For many problems I see the solution recommended is to use a union-find data structure. I tried to read about it and think about how it is implemented (using C++). My current understanding is that it is nothing but a list of sets. So to find which set an element belongs we require n*log n
operations. And when we have to perform union, then we have to find the two sets which needs to be merged and do a set_union
on them. This doesn't look terribly efficient to me. Is my understanding of this data structure correct or am I missing something?
问题:
回答1:
This is quite late reply, but this has probably not been answered elsewhere on stackoverflow, and since this is top most page for someone searching for union-find, here is the detailed solution.
Find-Union is a very fast operation, performing in near constant time. It follows Jeremie's insights of path compression, and tracking set sizes. Path compression is performed on each find operation itself, thereby taking amortized lg*(n) time. lg* is like the inverse Ackerman function, growing so very slow that it is rarely beyond 5 (at least till n< 2^65535). Union/Merge sets is performed lazy, by just pointing 1 root to another, specifically smaller set's root to larger set's root, which is completed in constant time.
Refer the below code from https://github.com/kartikkukreja/blog-codes/blob/master/src/Union%20Find%20%28Disjoint%20Set%29%20Data%20Structure.cpp
class UF {
int *id, cnt, *sz;
public:
// Create an empty union find data structure with N isolated sets.
UF(int N) {
cnt = N; id = new int[N]; sz = new int[N];
for (int i = 0; i<N; i++) id[i] = i, sz[i] = 1; }
~UF() { delete[] id; delete[] sz; }
// Return the id of component corresponding to object p.
int find(int p) {
int root = p;
while (root != id[root]) root = id[root];
while (p != root) { int newp = id[p]; id[p] = root; p = newp; }
return root;
}
// Replace sets containing x and y with their union.
void merge(int x, int y) {
int i = find(x); int j = find(y); if (i == j) return;
// make smaller root point to larger one
if (sz[i] < sz[j]) { id[i] = j, sz[j] += sz[i]; }
else { id[j] = i, sz[i] += sz[j]; }
cnt--;
}
// Are objects x and y in the same set?
bool connected(int x, int y) { return find(x) == find(y); }
// Return the number of disjoint sets.
int count() { return cnt; }
};
Kindly up-vote or accept if you like.
回答2:
The data structure can be represented as a tree, with branches reversed (instead of pointing down, the branches point upwards to the parent---and link a child with its parent).
If I remember correctly, it can be shown (easily):
that path compression (whenever you do a lookup for the "parent" of a set A, you "compress" the path so that each future call to these will provide the parent in time O(1)) will lead to O(log n) complexity per call;
that balancing (you keep approximately track of the number of children each set has, and when you have to "unite" two sets, you make the one with the fewer children child of the one with the most) also leads to a O(log n) complexity per call.
A more involved proof can show that when you combine both optimizations, you obtain an average complexity that is the inverse Ackermann function, written α(n), and this was Tarjan's main invention for this structure.
It was later shown, I believe, that for some specific usage patterns, this complexity is actually constant (though for all practical purpose inverse of ackermann is about 4).

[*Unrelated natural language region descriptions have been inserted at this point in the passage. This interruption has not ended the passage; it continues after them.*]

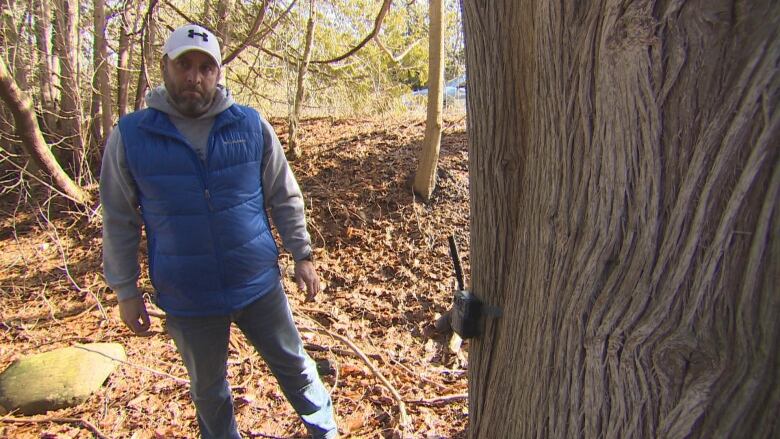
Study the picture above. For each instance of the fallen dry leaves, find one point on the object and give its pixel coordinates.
(382, 255)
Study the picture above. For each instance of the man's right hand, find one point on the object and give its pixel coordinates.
(133, 313)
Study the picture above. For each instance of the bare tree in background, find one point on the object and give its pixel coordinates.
(294, 146)
(66, 32)
(425, 178)
(624, 185)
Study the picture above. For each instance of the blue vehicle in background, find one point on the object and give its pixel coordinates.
(454, 93)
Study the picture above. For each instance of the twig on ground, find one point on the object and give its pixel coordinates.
(148, 369)
(88, 425)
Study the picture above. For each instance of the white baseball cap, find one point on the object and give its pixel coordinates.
(192, 37)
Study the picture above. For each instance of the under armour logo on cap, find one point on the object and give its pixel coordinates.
(191, 33)
(192, 37)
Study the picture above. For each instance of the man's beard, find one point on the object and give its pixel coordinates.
(188, 104)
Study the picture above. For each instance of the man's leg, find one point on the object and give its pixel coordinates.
(268, 325)
(203, 345)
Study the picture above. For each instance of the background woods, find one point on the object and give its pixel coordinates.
(82, 64)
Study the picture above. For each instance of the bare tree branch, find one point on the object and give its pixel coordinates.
(377, 26)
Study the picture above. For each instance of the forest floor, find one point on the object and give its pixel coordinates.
(382, 255)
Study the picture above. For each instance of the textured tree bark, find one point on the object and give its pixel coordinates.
(66, 19)
(21, 106)
(123, 64)
(149, 32)
(47, 64)
(294, 147)
(624, 198)
(102, 72)
(425, 178)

According to the Wikipedia page on Union-Find, in 1989, the amortized cost per operation of any equivalent data structure was shown to be Ω(α(n)), proving that the current implementation is asymptotically optimal.
回答3:
A proper union-find data structure uses path compression during every find. This amortizes the cost and each operation is then proportional to the inverse of the ackermann function which basically makes it constant (but not quite).

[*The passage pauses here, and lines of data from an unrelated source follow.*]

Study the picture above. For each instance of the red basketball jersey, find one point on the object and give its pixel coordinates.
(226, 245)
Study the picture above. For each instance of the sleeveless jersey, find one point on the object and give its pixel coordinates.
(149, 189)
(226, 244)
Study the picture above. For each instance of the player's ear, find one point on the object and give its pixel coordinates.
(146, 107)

If you are implementing it from scratch then I would suggest using a tree-based approach.
回答4:
A simple union-set structure keeps an array (element -> set), making finding which set constant time; updating them is amortized log n time and concatenating the lists is constant. Not as quick as some of the approaches above, but trivial to program and more then good enough to improve the Big-O running time of, say, Kruskal's Minimal Spanning Tree Algorithm.